Tegan remembered that time. The Berlin Darkhaven’s
little problem
had entailed a string of Rogue attacks on its residents, several ending in grisly killings. Tegan had gone in as a one-man commando unit, tracking the Rogue cell into the thick forests of Grunewald then wiping out the Bloodlusting predators who’d been terrorizing the region. That had been, shit…almost two hundred years ago.
“We’ll be square if you can get me inside that Enforcement Agency facility,” he told Reichen.
“Ah, that is resolved, my friend. The head of security phoned only moments before you called. The Director of the Agency here in Berlin gave specific license for access to the facility. There is no issue with permitting your emissary into the facility to question Petrov Odolf.”
“My emissary…”
As the words left his mouth and suspicion started to simmer in his blood, Tegan heard the soft whisk of the tech lab’s glass doors as they slid open to let someone inside. He knew who that someone was, even before he saw Chase’s jaw go tight across the room. Tegan pivoted around in his wheeled chair and found Elise standing there, looking guilty as sin.
“What the hell have you done?”
“It wasn’t my doing,” Reichen said over the speaker. “I assumed it was something you initiated…”
The German leader of the Berlin Darkhaven was still talking but Tegan wasn’t hearing a word. Elise walked forward, her steps a bit halting. One of the other Breedmates had given her a change of clothes. The purple knit tunic and dark blue jeans were an improvement over the havoc of the revealing swimsuit, but it still didn’t totally conceal her petite, feminine lines.
Which only pissed Tegan off more.
“Whatever you think you’re doing, forget it. I told you, I work alone.”
“Not this time. The arrangements are already in place with the Agency and the containment facility. They are expecting me.”
“This must be a fucking joke.”
“I’m completely serious. I’m going with you.”
Tegan dismissed her with a brief look and went back to his call with Reichen. “There will be no Darkhaven emissary accompanying me. Just me alone, Andreas, and we’re still getting in to see that Rogue, even if we have to break into—”
“Tegan, I think you misunderstand.” Elise’s voice was unwavering behind him and dangerously bold. “I wasn’t asking for your permission.”
He froze, stunned at the woman’s nerve. “I’ll be in touch,” he told Reichen, then severed the connection with an overzealous punch of the keypad.
“I’m the one who delivered the journal to the Order,” Elise said as he turned a glare on her. “Without me, you wouldn’t have known anything about the individual you mean to question. Without me, you won’t be permitted to get within viewing range of him, let alone speak to him. I am going with you.”

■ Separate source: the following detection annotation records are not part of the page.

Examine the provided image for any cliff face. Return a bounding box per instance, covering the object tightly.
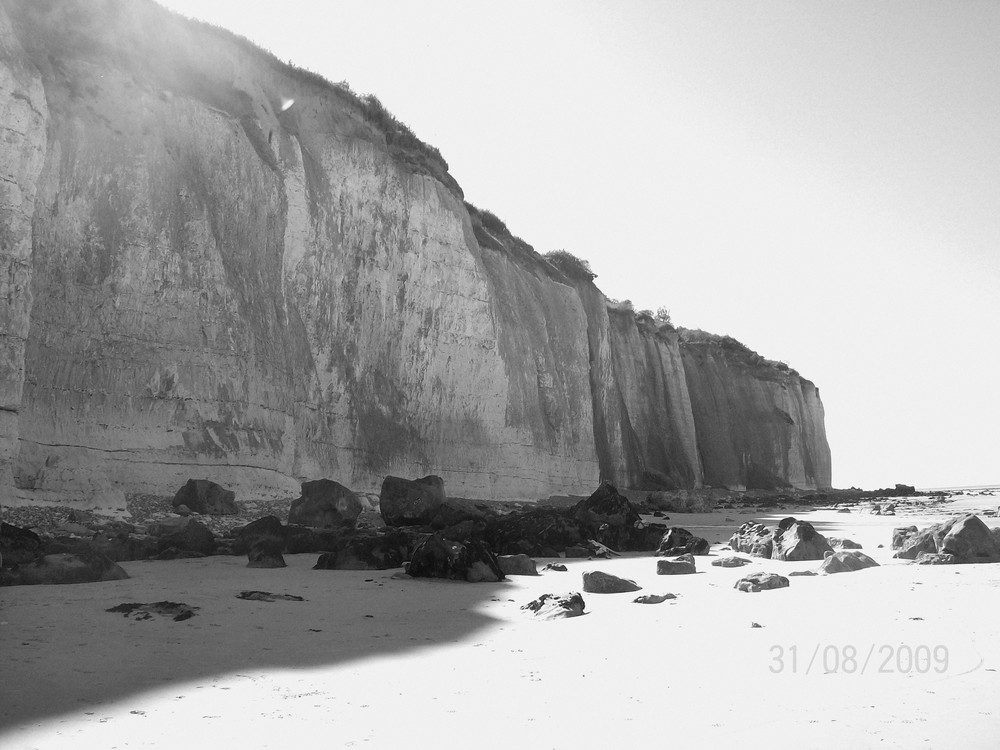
[681,332,831,489]
[0,0,829,501]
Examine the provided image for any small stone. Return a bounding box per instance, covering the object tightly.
[583,570,642,594]
[632,594,677,604]
[733,572,788,592]
[521,592,586,620]
[656,554,698,576]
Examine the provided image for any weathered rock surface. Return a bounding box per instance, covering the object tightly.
[583,570,642,594]
[729,521,774,558]
[819,549,878,574]
[486,507,591,557]
[656,554,698,576]
[571,482,658,550]
[288,479,364,528]
[150,518,215,559]
[632,594,677,604]
[656,526,712,557]
[521,592,587,620]
[406,534,504,583]
[712,555,751,568]
[914,552,958,565]
[247,537,288,568]
[233,516,287,555]
[173,479,239,516]
[893,514,1000,563]
[236,591,305,602]
[771,516,833,561]
[105,602,199,622]
[0,552,128,586]
[0,0,830,504]
[313,529,417,570]
[0,521,44,567]
[681,330,831,490]
[826,536,861,549]
[733,572,789,593]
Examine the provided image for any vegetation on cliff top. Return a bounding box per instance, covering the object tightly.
[5,0,454,199]
[545,250,597,281]
[677,328,798,375]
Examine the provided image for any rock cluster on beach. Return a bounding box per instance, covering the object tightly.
[0,476,1000,591]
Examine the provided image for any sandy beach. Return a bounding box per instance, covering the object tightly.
[0,496,1000,748]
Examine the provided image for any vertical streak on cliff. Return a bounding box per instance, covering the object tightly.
[681,334,831,489]
[575,280,702,488]
[0,8,48,506]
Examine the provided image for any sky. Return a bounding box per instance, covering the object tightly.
[161,0,1000,489]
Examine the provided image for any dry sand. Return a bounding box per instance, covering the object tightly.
[0,497,1000,750]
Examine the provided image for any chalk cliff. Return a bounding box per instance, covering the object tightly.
[0,0,830,504]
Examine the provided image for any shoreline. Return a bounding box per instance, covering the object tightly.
[0,496,1000,748]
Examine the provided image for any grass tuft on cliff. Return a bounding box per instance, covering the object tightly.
[3,0,462,199]
[677,328,799,375]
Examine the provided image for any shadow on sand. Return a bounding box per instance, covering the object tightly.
[0,554,510,731]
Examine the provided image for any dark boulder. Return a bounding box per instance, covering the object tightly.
[656,526,712,557]
[284,525,346,555]
[729,521,774,558]
[632,594,677,604]
[656,554,698,576]
[712,555,751,568]
[485,507,590,557]
[156,518,215,559]
[914,552,958,565]
[247,537,287,568]
[771,516,833,562]
[232,516,286,555]
[892,526,919,549]
[379,474,442,526]
[313,528,423,570]
[0,551,128,586]
[521,592,587,620]
[826,536,862,549]
[104,602,199,622]
[893,523,944,560]
[90,529,159,562]
[406,534,504,583]
[583,570,642,594]
[173,479,239,516]
[0,522,44,567]
[733,572,788,592]
[819,549,878,574]
[570,481,657,552]
[938,513,1000,563]
[895,513,1000,563]
[288,479,364,529]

Tegan vaulted out of his chair. Elise leaped back, startled—the first show of good sense he’d seen in her since she walked into the lab. He pinned her with a narrow stare that swept with scathing, deliberate slowness from her flushing cheeks to the tips of her borrowed shoes. “You’re in no condition for travel. Look at you—you’re weak, little more than skin and bones. We won’t even talk about the fact that you can hardly be near humans without inviting vicious migraines and nosebleeds.”
“I will manage.”
He scoffed. “How?”
She frowned, dropping her gaze as Tegan’s voice boomed around them.
“What are you going to do between now and then—solicit the vein of a vampire to bolster your strength? Because that’s what it would take.”

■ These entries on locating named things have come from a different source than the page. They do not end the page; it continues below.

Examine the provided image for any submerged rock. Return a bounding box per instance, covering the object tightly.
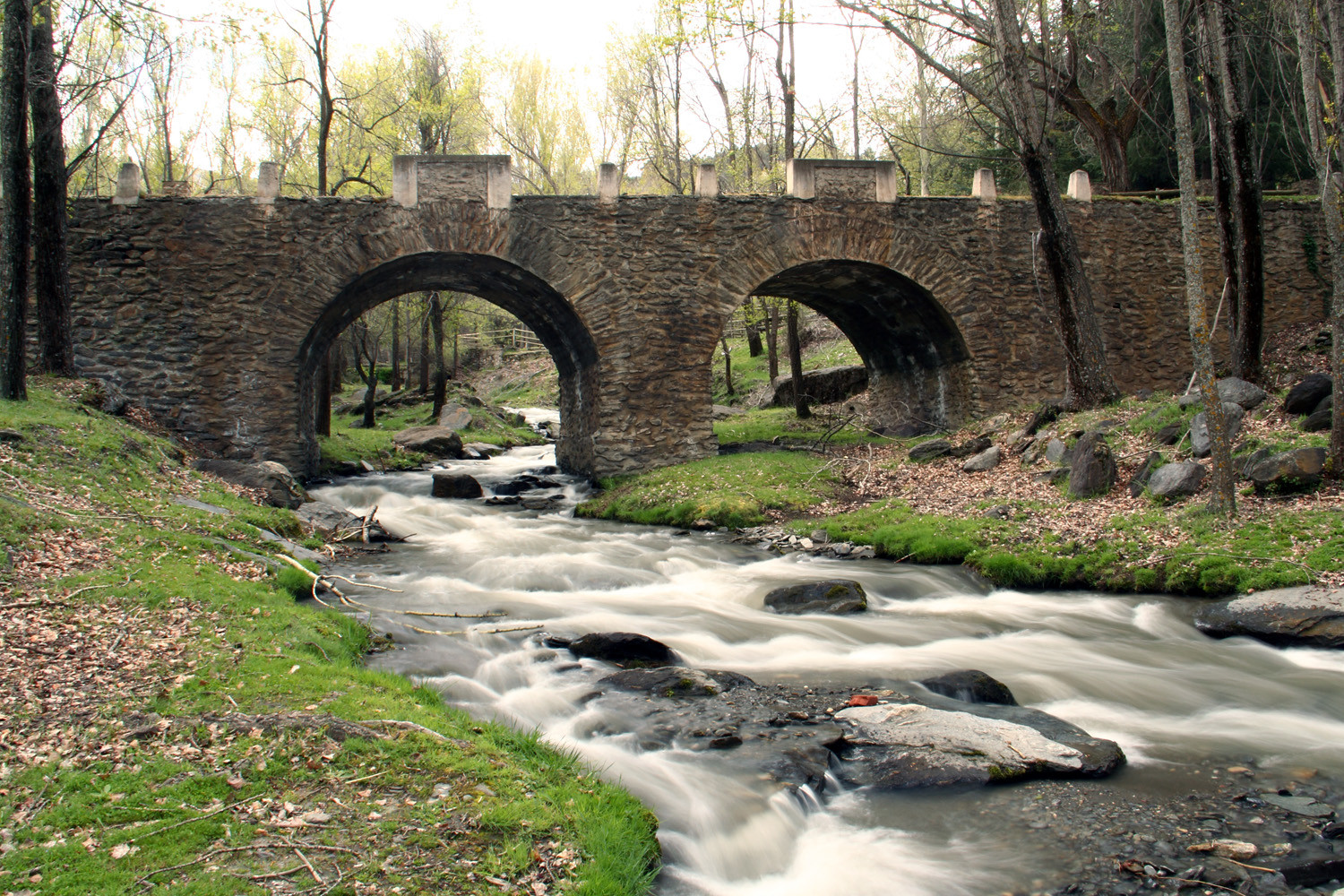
[1195,586,1344,648]
[919,669,1018,707]
[599,667,755,697]
[430,473,486,498]
[835,704,1124,788]
[567,632,680,667]
[765,579,868,614]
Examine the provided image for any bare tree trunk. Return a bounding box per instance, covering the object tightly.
[994,0,1120,409]
[785,298,812,420]
[429,293,448,422]
[1163,0,1236,516]
[351,318,378,430]
[327,336,346,395]
[0,0,32,401]
[29,0,75,376]
[392,297,402,392]
[1322,0,1344,478]
[761,297,780,383]
[746,321,765,358]
[419,305,429,395]
[719,333,734,395]
[1021,149,1120,409]
[317,352,332,435]
[1196,0,1265,382]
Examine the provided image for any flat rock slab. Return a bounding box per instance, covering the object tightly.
[597,667,1125,793]
[835,704,1101,788]
[1195,586,1344,648]
[765,579,868,614]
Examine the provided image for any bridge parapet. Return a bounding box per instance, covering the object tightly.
[784,159,897,202]
[392,156,513,208]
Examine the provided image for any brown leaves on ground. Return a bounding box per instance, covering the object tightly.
[790,386,1344,586]
[0,592,196,767]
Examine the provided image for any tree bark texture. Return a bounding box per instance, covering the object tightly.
[419,305,429,395]
[429,293,448,423]
[392,297,398,392]
[0,0,32,401]
[1021,148,1120,409]
[29,0,75,376]
[785,298,812,420]
[994,0,1120,409]
[1163,0,1236,516]
[760,298,780,384]
[719,336,734,395]
[1196,0,1265,383]
[317,350,332,435]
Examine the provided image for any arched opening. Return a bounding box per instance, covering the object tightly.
[297,253,597,476]
[731,259,972,433]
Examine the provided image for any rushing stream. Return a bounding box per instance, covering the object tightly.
[314,429,1344,896]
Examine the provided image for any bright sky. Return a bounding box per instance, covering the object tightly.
[157,0,903,168]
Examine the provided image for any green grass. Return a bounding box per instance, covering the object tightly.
[710,335,863,404]
[322,384,545,470]
[0,380,659,896]
[714,407,890,444]
[577,452,836,527]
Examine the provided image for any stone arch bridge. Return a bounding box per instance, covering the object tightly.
[72,156,1328,476]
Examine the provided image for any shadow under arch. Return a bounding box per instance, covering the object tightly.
[752,258,973,427]
[305,251,599,476]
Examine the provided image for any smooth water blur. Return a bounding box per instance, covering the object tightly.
[314,447,1344,896]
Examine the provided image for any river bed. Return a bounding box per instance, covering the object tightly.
[314,447,1344,896]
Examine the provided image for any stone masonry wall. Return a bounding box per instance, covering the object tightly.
[72,196,1328,476]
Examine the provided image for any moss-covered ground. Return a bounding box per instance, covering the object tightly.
[320,383,545,470]
[580,395,1344,595]
[0,380,659,896]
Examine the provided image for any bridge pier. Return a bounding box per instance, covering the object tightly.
[60,156,1330,476]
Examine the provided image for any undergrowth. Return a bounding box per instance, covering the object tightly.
[0,379,659,896]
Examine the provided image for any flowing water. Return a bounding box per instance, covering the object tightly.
[314,435,1344,896]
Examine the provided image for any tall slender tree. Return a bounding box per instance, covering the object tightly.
[1195,0,1265,382]
[1163,0,1236,516]
[0,0,32,401]
[29,0,75,376]
[1293,0,1344,478]
[838,0,1120,407]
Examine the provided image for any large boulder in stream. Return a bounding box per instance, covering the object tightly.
[429,473,486,500]
[564,632,680,667]
[1195,586,1344,648]
[765,579,868,616]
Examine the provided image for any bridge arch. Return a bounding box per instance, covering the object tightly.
[726,258,975,427]
[296,251,599,474]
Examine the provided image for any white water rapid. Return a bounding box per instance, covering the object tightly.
[314,449,1344,896]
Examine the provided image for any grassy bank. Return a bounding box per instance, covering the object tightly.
[322,383,545,470]
[0,382,658,896]
[580,395,1344,595]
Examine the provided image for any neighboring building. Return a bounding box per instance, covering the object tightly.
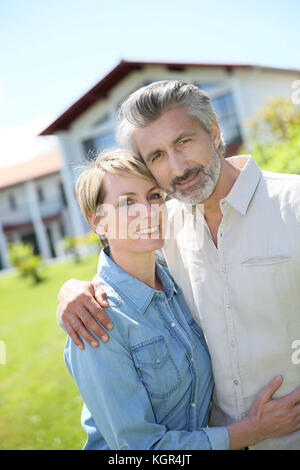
[0,150,73,269]
[40,61,300,241]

Her cheeks went suddenly awash in color.
“Maybe one of them will offer to service you,” Tegan said, ruthless now, indicating the other warriors who were watching the exchange in tense silence.
“Shit, Tegan,” Gideon cautioned beside him. “Lighten up, for crissake.”
Tegan tuned out everything but the Darkhaven female’s shocked expression. “That’s what it would take, Elise—Breed blood coursing through your body. Nothing less. Without it, your talent will continue to rule you, as it does now. You’ll only be a liability.”